So anyway, aside from family (to which any other considerations must come a very, very distant second), I'd say I'm pleased to have done a little something to contribute to the future success of several thousand students and others from literally every corner of the globe. It's a rewarding thought. I have a few others that are more of the vain and less significant variety.


----------



## Sherry (Apr 26, 2014)

1. Being a mom of two fantastic kids...a beautiful adult daughter making her way in the world who calls me every day and makes time to fit me into her busy life, and a teenage son who greets me every day when I walk in the door with a hug and "How was your day?". He has a good head on his shoulders and continues to make smart choices.
2. My years spent teaching first graders and helping to lay that critical foundation for how they would perceive school...my proudest moments were watching the light bulbs go on when teaching them how to read, and hoping to have assisted in developing a life-long love of books. It's very special that so many have kept in touch over the years...I've had invitations to graduations and weddings.
3. Successfully changing career paths in order to solely support my son after my ex decided that after being together from ages 15-40, he had missed out on his youth, and didn't want to just not be a husband anymore, but also a father. I've worked hard to balance everything in order to provide my son not only my love and attention, but I didn't want him to miss out on anything, whether it was participating in band with the hundreds of dollars in fees, going on vacations, saving for his college, etc...I just wanted him to continue to have as normal a childhood as possible and not see his mom struggling to take care of him. I'm so lucky.


----------



## WelfareQueen (Apr 26, 2014)

^^^^Look Sherry.....all of that stuff is really good....but how about the time you made me cry.  Kinda balances the scales....doesn't it?


----------



## Sherry (Apr 26, 2014)

WelfareQueen said:


> ^^^^Look Sherry.....all of that stuff is really good....but how about the time you made me cry.  Kinda balances the scales....doesn't it?

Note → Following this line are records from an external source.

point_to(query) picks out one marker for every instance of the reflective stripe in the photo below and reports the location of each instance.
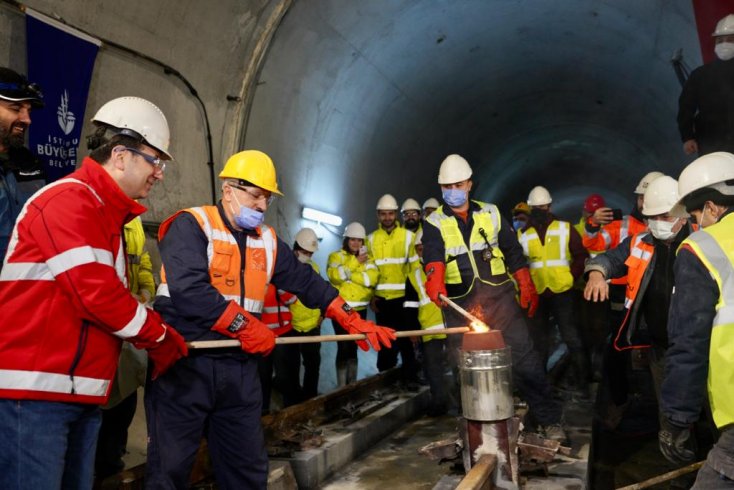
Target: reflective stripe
(12, 379)
(395, 287)
(398, 261)
(436, 327)
(75, 257)
(25, 271)
(250, 304)
(135, 324)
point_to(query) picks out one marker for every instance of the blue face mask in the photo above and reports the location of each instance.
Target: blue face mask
(454, 197)
(247, 218)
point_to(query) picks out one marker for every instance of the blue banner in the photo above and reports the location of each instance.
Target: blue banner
(60, 60)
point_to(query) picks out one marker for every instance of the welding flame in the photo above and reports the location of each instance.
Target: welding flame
(479, 327)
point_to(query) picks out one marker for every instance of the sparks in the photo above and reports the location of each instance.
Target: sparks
(479, 327)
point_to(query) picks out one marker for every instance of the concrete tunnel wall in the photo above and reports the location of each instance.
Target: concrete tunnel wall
(355, 99)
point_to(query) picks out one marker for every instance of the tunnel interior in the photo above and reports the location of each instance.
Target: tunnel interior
(362, 99)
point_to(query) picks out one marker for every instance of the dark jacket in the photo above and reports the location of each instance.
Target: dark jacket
(706, 107)
(198, 304)
(435, 251)
(647, 318)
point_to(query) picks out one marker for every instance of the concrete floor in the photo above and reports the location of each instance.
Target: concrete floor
(395, 462)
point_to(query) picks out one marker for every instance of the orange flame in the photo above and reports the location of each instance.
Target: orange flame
(479, 327)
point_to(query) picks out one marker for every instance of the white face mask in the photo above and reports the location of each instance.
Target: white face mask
(724, 51)
(662, 230)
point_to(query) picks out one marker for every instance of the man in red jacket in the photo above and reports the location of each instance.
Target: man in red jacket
(66, 307)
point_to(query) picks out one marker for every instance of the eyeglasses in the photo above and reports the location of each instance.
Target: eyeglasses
(256, 196)
(155, 161)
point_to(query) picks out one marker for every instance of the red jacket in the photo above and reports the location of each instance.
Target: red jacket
(63, 291)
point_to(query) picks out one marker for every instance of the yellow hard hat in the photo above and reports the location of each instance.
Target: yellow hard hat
(252, 166)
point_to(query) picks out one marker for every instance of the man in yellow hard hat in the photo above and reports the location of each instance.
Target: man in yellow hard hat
(218, 261)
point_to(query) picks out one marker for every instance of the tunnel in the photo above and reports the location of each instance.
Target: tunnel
(355, 100)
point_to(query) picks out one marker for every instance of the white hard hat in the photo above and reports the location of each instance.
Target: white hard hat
(431, 202)
(355, 230)
(387, 203)
(645, 181)
(454, 168)
(725, 26)
(306, 239)
(139, 118)
(539, 196)
(661, 195)
(711, 170)
(410, 204)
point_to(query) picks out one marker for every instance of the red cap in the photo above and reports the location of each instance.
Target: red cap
(594, 202)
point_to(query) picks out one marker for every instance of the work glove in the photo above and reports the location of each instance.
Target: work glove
(169, 350)
(255, 337)
(528, 294)
(435, 285)
(350, 321)
(676, 442)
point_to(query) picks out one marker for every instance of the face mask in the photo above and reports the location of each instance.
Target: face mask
(454, 197)
(247, 218)
(662, 230)
(539, 214)
(724, 51)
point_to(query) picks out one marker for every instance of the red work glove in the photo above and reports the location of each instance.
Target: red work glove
(255, 337)
(435, 285)
(350, 321)
(169, 350)
(528, 293)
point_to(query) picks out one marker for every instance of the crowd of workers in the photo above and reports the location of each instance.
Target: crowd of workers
(76, 282)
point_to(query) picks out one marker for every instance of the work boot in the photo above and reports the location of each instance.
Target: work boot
(341, 374)
(554, 432)
(351, 371)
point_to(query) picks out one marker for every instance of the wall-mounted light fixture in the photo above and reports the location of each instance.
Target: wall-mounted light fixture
(321, 217)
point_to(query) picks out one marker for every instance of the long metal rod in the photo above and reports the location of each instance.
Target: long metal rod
(462, 311)
(215, 344)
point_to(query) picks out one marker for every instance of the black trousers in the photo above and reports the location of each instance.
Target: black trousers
(390, 314)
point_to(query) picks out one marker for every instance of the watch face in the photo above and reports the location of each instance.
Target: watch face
(238, 323)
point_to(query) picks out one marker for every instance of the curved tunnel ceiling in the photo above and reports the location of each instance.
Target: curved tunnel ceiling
(362, 98)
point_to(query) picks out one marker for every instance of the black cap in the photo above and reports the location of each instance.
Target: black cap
(15, 87)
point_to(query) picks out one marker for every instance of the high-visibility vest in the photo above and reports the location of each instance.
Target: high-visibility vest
(459, 257)
(276, 313)
(139, 266)
(714, 246)
(611, 235)
(394, 255)
(224, 260)
(305, 319)
(356, 281)
(429, 315)
(549, 261)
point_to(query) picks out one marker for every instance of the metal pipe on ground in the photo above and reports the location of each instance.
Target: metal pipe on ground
(217, 344)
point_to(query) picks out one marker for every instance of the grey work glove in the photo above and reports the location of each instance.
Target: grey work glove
(676, 443)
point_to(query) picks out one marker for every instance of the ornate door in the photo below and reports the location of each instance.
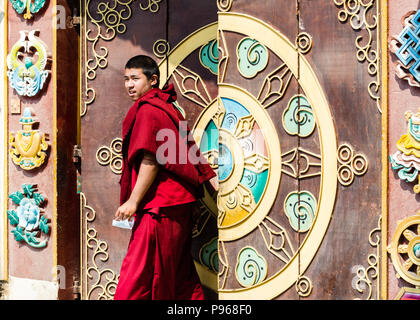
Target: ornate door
(181, 36)
(299, 207)
(272, 90)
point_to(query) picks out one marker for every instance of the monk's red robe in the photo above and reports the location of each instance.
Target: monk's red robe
(158, 263)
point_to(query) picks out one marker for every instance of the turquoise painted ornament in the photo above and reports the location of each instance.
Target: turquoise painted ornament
(31, 7)
(27, 217)
(251, 267)
(208, 255)
(209, 56)
(26, 64)
(300, 208)
(252, 57)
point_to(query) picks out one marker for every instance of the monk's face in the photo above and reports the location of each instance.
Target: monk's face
(136, 82)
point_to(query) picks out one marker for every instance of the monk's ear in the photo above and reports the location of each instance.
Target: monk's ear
(153, 80)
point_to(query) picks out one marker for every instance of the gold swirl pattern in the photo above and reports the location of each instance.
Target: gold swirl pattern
(364, 276)
(357, 13)
(304, 42)
(350, 164)
(104, 281)
(303, 286)
(111, 156)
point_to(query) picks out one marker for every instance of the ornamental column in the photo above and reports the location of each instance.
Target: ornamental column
(41, 206)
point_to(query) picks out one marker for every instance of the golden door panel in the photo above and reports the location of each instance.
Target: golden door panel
(300, 220)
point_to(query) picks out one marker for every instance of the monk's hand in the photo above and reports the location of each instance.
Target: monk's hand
(126, 210)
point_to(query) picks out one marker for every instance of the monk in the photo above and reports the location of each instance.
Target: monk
(158, 191)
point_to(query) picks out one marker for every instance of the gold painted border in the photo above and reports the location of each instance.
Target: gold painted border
(184, 48)
(54, 151)
(383, 25)
(309, 82)
(5, 158)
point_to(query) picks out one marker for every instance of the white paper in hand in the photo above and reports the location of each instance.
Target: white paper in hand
(124, 224)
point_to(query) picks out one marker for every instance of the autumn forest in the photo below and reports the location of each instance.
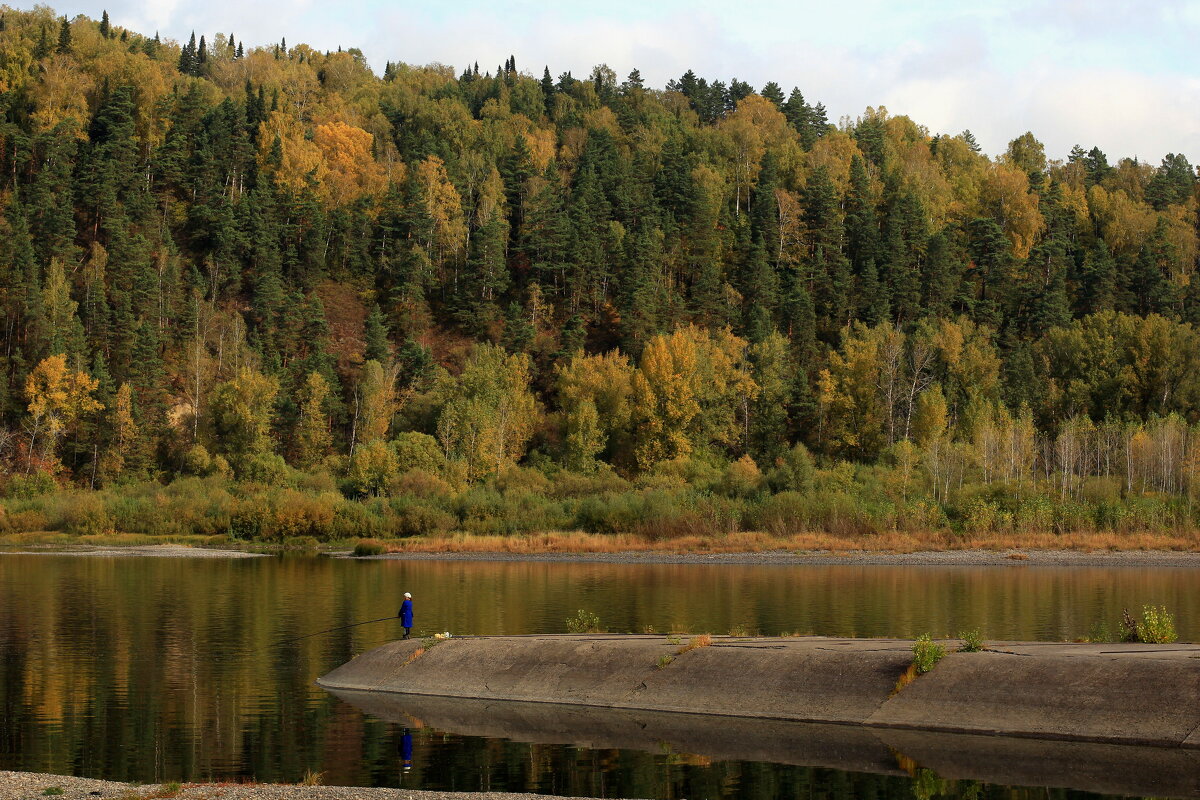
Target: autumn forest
(267, 293)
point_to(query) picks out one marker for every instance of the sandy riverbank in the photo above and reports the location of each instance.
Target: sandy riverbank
(829, 558)
(145, 551)
(27, 786)
(1056, 558)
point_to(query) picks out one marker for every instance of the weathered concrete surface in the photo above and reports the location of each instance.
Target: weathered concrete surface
(1087, 767)
(721, 738)
(1131, 695)
(779, 679)
(1105, 769)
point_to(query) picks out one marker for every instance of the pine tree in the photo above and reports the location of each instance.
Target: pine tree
(65, 37)
(187, 56)
(547, 90)
(378, 348)
(773, 92)
(827, 263)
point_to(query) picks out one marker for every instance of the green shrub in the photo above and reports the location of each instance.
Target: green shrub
(972, 642)
(269, 469)
(1157, 625)
(369, 547)
(419, 451)
(792, 470)
(301, 543)
(925, 654)
(84, 513)
(583, 621)
(420, 483)
(418, 518)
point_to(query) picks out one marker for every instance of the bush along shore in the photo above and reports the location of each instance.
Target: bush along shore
(264, 293)
(682, 505)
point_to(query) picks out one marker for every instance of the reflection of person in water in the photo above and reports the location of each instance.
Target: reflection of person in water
(406, 749)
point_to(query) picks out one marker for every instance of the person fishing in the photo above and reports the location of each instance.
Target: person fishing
(406, 614)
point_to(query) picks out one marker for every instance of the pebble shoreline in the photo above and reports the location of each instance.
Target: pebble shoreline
(28, 786)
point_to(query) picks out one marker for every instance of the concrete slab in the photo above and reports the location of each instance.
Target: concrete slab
(1133, 695)
(719, 738)
(1054, 695)
(1120, 770)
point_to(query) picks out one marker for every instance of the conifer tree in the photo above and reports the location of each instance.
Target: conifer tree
(65, 37)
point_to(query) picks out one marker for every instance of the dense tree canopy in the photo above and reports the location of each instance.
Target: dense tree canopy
(251, 259)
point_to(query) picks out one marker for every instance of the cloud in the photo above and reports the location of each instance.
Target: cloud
(1108, 72)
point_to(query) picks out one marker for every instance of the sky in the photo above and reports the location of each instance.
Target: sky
(1123, 76)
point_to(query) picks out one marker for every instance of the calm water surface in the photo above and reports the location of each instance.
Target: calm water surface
(155, 669)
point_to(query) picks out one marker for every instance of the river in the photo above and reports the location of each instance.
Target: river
(153, 669)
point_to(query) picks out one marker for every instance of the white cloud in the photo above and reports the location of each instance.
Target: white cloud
(1119, 74)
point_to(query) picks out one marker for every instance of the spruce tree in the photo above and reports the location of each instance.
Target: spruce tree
(376, 336)
(64, 37)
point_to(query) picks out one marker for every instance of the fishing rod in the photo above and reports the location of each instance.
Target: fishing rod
(330, 630)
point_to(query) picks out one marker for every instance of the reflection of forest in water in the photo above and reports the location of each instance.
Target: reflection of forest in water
(150, 669)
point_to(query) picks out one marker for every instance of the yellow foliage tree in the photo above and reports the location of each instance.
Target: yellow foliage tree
(351, 168)
(445, 230)
(594, 394)
(58, 397)
(693, 389)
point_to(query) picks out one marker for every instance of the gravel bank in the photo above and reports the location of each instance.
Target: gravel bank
(827, 558)
(28, 786)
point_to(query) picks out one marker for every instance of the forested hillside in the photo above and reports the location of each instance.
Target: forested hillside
(474, 294)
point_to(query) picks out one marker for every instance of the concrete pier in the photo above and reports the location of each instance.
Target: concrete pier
(1114, 693)
(1114, 719)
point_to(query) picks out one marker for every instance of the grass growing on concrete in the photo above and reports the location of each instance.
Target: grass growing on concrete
(972, 642)
(701, 641)
(413, 656)
(583, 621)
(925, 654)
(906, 678)
(1157, 626)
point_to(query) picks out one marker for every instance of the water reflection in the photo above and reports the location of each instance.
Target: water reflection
(154, 669)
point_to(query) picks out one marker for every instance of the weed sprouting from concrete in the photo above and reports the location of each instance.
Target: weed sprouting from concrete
(927, 653)
(1157, 625)
(906, 678)
(1129, 631)
(583, 621)
(972, 642)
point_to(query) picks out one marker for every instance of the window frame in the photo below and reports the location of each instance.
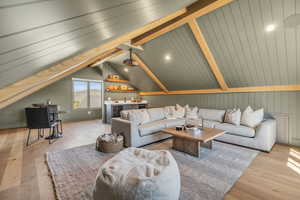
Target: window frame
(88, 93)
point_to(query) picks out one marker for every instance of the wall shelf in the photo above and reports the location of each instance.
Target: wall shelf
(122, 91)
(116, 81)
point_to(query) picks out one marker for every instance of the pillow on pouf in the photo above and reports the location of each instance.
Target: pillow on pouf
(233, 117)
(252, 118)
(137, 174)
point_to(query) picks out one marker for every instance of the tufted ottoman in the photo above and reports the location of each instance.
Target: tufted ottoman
(138, 174)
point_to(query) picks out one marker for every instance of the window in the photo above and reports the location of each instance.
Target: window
(87, 94)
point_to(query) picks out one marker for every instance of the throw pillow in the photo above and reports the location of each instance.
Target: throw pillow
(139, 116)
(233, 117)
(252, 118)
(191, 113)
(145, 117)
(169, 112)
(179, 111)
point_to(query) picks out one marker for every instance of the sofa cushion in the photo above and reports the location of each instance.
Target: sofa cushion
(212, 114)
(233, 117)
(156, 114)
(236, 130)
(206, 123)
(169, 112)
(191, 113)
(151, 127)
(179, 111)
(210, 123)
(252, 118)
(136, 116)
(173, 122)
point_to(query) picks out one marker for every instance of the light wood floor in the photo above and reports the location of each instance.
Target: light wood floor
(24, 174)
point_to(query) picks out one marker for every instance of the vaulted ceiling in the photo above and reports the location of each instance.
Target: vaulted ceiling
(246, 54)
(37, 34)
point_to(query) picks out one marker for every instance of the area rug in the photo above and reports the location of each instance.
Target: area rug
(210, 177)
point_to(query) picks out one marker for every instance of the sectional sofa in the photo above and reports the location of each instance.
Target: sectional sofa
(138, 132)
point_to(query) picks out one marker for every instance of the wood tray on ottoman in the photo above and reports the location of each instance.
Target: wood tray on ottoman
(190, 143)
(109, 146)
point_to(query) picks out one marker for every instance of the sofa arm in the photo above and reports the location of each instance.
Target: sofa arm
(266, 134)
(126, 128)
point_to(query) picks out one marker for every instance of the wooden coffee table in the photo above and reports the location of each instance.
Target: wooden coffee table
(190, 143)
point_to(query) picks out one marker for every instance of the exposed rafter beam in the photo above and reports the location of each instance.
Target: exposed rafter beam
(197, 9)
(117, 53)
(23, 88)
(207, 53)
(149, 72)
(274, 88)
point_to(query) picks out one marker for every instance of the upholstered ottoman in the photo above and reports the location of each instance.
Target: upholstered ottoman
(138, 174)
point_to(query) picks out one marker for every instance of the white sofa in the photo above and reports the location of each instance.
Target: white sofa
(262, 137)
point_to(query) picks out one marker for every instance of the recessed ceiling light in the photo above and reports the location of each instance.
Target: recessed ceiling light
(168, 57)
(270, 27)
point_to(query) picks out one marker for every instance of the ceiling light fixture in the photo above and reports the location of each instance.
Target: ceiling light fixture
(270, 28)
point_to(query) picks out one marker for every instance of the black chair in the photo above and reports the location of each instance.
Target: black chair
(53, 115)
(39, 118)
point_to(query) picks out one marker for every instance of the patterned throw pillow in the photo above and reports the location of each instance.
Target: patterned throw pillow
(233, 117)
(252, 118)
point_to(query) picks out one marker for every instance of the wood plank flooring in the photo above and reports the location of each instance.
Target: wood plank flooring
(24, 174)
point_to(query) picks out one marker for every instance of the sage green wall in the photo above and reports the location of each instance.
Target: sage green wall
(274, 102)
(60, 93)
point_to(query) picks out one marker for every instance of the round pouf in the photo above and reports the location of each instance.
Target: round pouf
(138, 174)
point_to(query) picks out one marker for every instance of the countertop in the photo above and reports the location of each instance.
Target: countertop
(124, 103)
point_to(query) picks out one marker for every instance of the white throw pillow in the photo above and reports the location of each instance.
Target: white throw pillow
(169, 112)
(145, 117)
(252, 118)
(233, 117)
(191, 113)
(140, 116)
(179, 111)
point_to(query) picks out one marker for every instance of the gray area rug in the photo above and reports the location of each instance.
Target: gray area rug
(209, 177)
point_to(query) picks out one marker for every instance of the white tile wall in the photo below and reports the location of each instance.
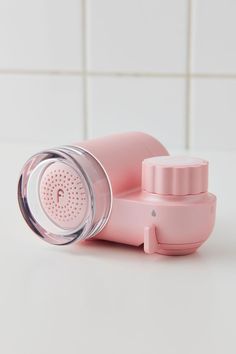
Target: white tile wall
(41, 109)
(152, 105)
(126, 35)
(214, 32)
(43, 34)
(71, 69)
(214, 113)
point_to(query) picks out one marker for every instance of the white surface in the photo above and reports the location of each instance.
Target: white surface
(61, 62)
(214, 113)
(41, 109)
(153, 105)
(104, 298)
(214, 27)
(126, 35)
(43, 34)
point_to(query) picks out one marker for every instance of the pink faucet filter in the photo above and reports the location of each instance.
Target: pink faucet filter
(121, 188)
(63, 195)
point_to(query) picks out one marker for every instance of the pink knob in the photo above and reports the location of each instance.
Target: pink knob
(174, 175)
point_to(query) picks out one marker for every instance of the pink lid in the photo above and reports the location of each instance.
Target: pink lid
(175, 175)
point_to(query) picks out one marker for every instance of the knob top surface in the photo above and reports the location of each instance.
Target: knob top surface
(175, 175)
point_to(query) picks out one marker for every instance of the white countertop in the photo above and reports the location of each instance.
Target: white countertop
(100, 297)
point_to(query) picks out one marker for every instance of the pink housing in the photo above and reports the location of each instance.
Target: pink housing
(122, 188)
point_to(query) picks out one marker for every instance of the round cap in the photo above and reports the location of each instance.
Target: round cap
(175, 175)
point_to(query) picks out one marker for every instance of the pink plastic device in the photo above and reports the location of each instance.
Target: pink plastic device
(122, 188)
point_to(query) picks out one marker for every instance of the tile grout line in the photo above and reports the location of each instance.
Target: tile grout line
(84, 70)
(38, 72)
(188, 79)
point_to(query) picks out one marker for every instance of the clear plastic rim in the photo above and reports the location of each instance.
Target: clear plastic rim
(95, 179)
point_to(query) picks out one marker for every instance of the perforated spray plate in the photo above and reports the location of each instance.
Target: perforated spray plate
(63, 195)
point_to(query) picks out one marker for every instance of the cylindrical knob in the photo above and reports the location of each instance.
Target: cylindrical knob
(174, 175)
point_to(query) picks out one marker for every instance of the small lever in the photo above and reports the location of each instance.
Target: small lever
(151, 244)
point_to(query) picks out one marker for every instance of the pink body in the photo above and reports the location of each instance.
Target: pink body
(123, 188)
(168, 224)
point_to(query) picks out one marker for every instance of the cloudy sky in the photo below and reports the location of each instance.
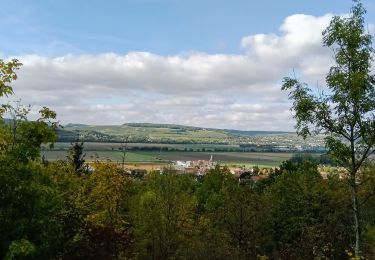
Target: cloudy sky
(209, 63)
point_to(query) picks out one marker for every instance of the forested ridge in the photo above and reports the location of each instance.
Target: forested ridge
(69, 209)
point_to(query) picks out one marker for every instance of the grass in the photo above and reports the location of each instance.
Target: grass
(110, 152)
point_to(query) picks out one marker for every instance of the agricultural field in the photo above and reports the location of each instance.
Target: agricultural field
(111, 152)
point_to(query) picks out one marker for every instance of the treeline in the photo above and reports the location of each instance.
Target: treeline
(69, 210)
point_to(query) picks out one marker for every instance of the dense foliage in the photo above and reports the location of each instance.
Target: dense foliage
(71, 210)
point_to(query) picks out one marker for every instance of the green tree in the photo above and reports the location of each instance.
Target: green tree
(346, 112)
(76, 157)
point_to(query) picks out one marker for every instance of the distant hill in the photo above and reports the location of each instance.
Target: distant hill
(157, 133)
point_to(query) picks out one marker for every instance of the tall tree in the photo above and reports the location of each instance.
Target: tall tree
(76, 157)
(346, 112)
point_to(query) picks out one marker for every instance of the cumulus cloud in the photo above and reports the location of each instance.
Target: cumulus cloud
(208, 90)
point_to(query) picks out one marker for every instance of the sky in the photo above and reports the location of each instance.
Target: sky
(208, 63)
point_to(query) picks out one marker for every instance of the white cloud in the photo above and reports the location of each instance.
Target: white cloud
(209, 90)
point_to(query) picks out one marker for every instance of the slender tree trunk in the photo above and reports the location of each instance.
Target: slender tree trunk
(357, 224)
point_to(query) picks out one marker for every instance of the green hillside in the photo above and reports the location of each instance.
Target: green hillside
(156, 133)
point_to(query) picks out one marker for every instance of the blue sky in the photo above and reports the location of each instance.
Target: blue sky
(159, 26)
(193, 46)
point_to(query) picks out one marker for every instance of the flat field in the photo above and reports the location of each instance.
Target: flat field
(111, 152)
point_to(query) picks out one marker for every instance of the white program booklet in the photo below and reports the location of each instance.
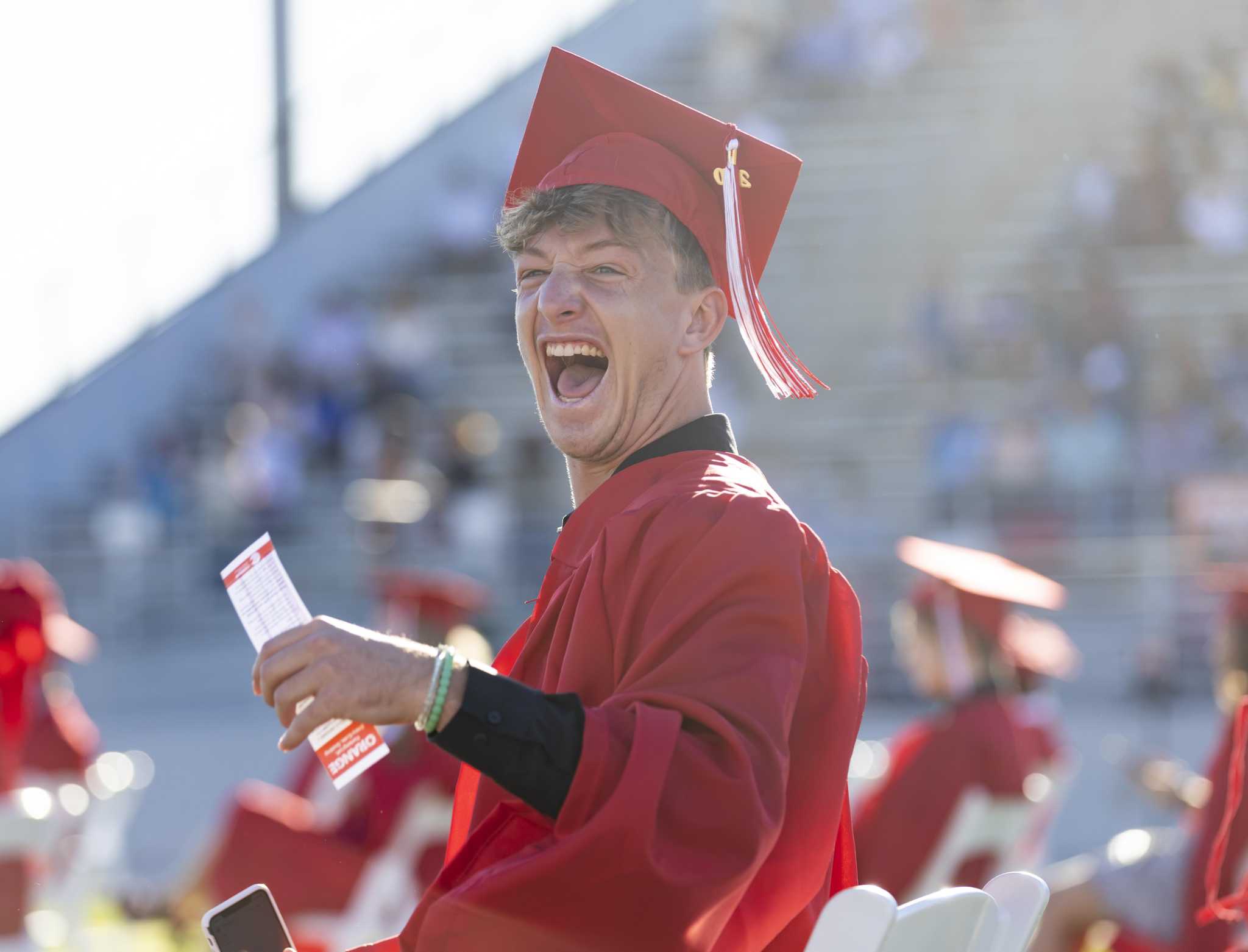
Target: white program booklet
(268, 604)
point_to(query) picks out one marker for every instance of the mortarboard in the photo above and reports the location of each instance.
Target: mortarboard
(33, 616)
(1231, 580)
(985, 588)
(592, 126)
(985, 577)
(445, 598)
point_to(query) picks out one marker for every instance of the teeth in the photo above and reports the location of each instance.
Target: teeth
(573, 350)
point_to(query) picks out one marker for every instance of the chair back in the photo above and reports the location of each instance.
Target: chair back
(867, 918)
(981, 824)
(1021, 897)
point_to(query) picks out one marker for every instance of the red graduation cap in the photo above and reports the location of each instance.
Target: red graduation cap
(979, 573)
(32, 608)
(986, 587)
(444, 598)
(1231, 580)
(592, 126)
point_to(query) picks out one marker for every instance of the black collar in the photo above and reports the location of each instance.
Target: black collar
(712, 432)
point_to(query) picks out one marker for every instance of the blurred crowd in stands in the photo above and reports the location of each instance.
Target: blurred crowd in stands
(823, 46)
(1087, 417)
(351, 410)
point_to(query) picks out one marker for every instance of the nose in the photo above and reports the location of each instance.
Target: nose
(559, 297)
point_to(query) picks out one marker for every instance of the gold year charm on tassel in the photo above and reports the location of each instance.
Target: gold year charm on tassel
(743, 177)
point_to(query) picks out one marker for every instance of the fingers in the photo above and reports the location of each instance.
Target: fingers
(302, 684)
(305, 723)
(299, 654)
(276, 644)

Eh, you're young, you'll get over it...I've helped you build character.


----------



## Mr. H. (Apr 26, 2014)

I was instrumental, as Chair of our city's Historic Preservation Commission, in saving a 1917 Post Office building from certain ruin. 18 months I spent on that shit. 

Another 18 months of my life I spent in trying to attract a bio-diesel facility to our community. 

I and my business partner brought the Solar Powered Hat to the 1982 World's Fair. As seen live on the Today Show. 

4 kids, one grandson. 

Nuff sed.


----------



## The Professor (Apr 26, 2014)

Getting my certificate of potty training and getting my driver's  license.  I can't forget it because I got them both the same day.


----------



## RosieS (Apr 26, 2014)

I was in USA Today twice as an arthritis expert.

I am also proud that my two husbands (consecutive, not concurrent) both love me and are good friends with each other. Makes family occasions smooth as silk. It is a rare and desirable state of being.

Regards from Rosie


----------



## waltky (Apr 27, 2014)

possum most proud o' eatin' two stacks o' Granny's pancakes fer breakfast once...

... she said, "My, my, my - lil' fella musta been hungry."


----------



## The Professor (Apr 27, 2014)

I am not the brightest bulb in the chandelier and many of you have a superior eduction.  What I am proud of  is how I got my degrees.

I dropped out of school at the beginning of the tenth grade.   I found whatever jobs I could to  help support my family (mom, dad, older brother and younger sister).  I enlisted in the  Marine Corps two days past my seventeenth birthday and got my GED while serving.  After my tour,  I went to work at a variety of jobs.  When I was financially able I went to college earning an MBA at the age of forty-two and a JD at forty-five.  Here is the rest of the story:

While going to law school during the day, I also worked full time at night.  I lived in one city, worked in a second city and went to law school in a third I so I spent a lot of time on the road.  I finished the three-year program in two and one-half years by going to summer sessions and taking a heavy class load.  Two things helped a lot.     First I was a speed reader  and second my off days at work were Tuesday and Wednesday so that there were never more than three days a week that I had both school and work.   With holidays and annual  leave from work,   many times I had only one or two days each week of both work and school. 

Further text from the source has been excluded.